WAWARSING -- The same tunnel that delivers water to millions of faucets in New York City is blamed for leaving homes in this upstate town in soggy misery.

Residents say the leaky aqueduct running below their neighborhood creates flooding in their basements during even routine rain storms. They are plagued with heaving floors, moldy walls and sinkholes in their lawns.

"There's just nowhere for the water to go on the property. It's like a big wet sponge," said Mike Rosselli, who raised his family in this semirural neighborhood 80 miles north of Manhattan.

"We're used to saying, 'Oh, nice spring rain!' Now it's 'Oh crap.' . . . It's a terrible way to live." After years of complaints and lobbying by residents, New York City is preparing to spend more than $7 million to buy homes from willing sellers in Wawarsing, in Ulster County. But even as 67 homeowners have applied for the buyout, some residents fear the offers won't be large enough to cover the cost of their homes and their out-of-pocket losses.

"I'm glad to see them finally stepping up and doing something, but for me it's a little late," said 65-year-old Andrea Smith as she walked around her trailer to point out a sinkhole on her lawn. She and her husband applied for a buyout as a way of telling government officials they have a problem, but she says they won't sell.

Complaints of flooded basements and squishy lawns have come from residents of this town since at least the 1990s.

Residents blame the Delaware Aqueduct, which runs more than 650 feet underground here as it delivers water from the nearby Rondout Reservoir.

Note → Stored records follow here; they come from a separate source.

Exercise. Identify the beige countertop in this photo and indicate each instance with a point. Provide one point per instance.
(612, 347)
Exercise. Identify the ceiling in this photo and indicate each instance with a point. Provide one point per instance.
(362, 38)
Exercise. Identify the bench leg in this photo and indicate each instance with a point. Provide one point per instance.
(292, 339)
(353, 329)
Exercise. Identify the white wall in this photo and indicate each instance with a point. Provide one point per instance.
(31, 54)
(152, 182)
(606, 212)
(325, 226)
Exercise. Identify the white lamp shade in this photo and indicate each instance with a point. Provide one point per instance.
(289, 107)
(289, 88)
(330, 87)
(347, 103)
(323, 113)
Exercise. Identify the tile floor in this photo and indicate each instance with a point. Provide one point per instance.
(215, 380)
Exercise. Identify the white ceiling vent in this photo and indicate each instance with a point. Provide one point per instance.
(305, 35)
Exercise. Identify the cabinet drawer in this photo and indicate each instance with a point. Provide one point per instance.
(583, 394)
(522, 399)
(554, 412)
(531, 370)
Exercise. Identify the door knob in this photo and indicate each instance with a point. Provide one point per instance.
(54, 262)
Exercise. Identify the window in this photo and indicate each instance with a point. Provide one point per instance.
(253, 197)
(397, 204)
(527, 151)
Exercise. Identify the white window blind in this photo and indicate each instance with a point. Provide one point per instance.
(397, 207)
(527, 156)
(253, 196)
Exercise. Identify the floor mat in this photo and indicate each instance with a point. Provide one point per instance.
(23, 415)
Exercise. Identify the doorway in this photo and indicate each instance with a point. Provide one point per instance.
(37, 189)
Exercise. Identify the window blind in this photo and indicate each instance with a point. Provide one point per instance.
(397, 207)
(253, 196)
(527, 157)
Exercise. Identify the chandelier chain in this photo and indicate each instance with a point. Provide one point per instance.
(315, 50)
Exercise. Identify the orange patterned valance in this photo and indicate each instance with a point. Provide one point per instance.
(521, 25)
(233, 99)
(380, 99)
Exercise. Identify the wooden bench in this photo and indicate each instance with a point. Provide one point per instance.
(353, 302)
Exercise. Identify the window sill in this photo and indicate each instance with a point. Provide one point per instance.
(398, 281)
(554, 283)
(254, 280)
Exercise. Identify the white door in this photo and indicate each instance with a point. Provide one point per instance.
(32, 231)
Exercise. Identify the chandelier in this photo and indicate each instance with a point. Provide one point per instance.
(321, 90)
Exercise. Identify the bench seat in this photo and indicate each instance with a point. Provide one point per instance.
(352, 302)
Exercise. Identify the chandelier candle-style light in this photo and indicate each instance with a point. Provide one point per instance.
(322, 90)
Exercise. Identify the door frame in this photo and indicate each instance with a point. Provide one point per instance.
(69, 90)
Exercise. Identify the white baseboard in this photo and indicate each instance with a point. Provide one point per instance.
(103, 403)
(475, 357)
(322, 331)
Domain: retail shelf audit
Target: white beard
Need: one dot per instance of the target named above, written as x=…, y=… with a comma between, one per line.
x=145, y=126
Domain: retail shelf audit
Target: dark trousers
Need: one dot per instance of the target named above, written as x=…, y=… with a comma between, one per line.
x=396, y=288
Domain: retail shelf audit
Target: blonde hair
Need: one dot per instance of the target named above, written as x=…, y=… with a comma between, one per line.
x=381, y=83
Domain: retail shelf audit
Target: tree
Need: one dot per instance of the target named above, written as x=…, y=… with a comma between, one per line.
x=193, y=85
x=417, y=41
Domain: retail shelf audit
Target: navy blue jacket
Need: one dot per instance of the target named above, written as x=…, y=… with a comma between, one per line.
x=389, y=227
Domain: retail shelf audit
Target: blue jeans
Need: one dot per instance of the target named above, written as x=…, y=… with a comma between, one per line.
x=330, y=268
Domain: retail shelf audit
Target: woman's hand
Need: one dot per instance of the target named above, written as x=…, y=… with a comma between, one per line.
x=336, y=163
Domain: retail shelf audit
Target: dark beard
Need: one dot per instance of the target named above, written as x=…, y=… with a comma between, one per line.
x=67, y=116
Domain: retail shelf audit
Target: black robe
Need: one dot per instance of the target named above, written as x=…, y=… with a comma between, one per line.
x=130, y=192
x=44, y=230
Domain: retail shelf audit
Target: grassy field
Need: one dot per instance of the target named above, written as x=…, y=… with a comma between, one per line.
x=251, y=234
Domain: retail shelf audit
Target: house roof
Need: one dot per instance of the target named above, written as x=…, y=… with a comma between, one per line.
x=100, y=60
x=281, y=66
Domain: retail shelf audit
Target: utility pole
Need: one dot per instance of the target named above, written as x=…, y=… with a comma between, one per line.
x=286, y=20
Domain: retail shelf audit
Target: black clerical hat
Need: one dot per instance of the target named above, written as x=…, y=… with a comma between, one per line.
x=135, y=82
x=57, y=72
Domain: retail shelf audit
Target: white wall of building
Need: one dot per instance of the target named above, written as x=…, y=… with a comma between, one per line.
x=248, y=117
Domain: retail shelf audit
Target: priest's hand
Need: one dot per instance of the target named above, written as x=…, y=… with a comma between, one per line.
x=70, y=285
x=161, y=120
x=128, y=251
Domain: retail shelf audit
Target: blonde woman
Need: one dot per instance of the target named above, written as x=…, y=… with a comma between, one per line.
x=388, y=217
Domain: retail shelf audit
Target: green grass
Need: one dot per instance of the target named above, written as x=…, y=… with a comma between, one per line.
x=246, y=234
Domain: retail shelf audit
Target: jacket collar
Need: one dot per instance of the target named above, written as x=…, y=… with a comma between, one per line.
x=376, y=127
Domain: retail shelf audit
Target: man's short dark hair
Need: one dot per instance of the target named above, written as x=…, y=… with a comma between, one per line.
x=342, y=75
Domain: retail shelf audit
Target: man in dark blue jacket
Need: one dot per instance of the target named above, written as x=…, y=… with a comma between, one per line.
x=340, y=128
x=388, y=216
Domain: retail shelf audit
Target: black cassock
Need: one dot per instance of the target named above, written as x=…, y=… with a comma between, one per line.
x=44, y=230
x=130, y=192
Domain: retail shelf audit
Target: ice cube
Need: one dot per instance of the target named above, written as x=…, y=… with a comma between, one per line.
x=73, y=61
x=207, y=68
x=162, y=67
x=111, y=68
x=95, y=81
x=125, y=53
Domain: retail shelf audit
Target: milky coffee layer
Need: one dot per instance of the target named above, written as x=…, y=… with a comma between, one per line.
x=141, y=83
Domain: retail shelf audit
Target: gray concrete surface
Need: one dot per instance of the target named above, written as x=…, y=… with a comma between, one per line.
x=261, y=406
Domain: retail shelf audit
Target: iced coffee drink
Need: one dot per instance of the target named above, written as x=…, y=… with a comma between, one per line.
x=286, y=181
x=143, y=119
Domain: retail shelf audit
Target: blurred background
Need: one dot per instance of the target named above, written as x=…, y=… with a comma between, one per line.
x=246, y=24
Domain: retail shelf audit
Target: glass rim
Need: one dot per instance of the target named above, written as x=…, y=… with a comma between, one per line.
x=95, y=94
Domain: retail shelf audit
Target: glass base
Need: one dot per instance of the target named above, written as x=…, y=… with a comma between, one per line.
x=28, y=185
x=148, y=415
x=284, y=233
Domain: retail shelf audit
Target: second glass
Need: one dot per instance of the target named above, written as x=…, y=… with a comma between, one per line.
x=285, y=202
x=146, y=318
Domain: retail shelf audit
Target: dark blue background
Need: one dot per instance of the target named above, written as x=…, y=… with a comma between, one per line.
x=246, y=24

The tunnel is an 85-mile-long engineering marvel that runs under the Hudson River, serving 8 million people in the city and a million more elsewhere. In service since World War II, it handles about half the water for the city, more than 500 million gallons a day collected from four upstate reservoirs.

And it's old.

The tunnel has almost 500 feet of cracks along a stretch through Wawarsing and another 5,000 feet of cracks close to where it crosses under the river at Roseton, the city's Department of Environmental Protection says. The aqueduct loses 10 million to 30 million gallons a day. The city plans to spend $1.2 billion to fix the tunnel by 2021.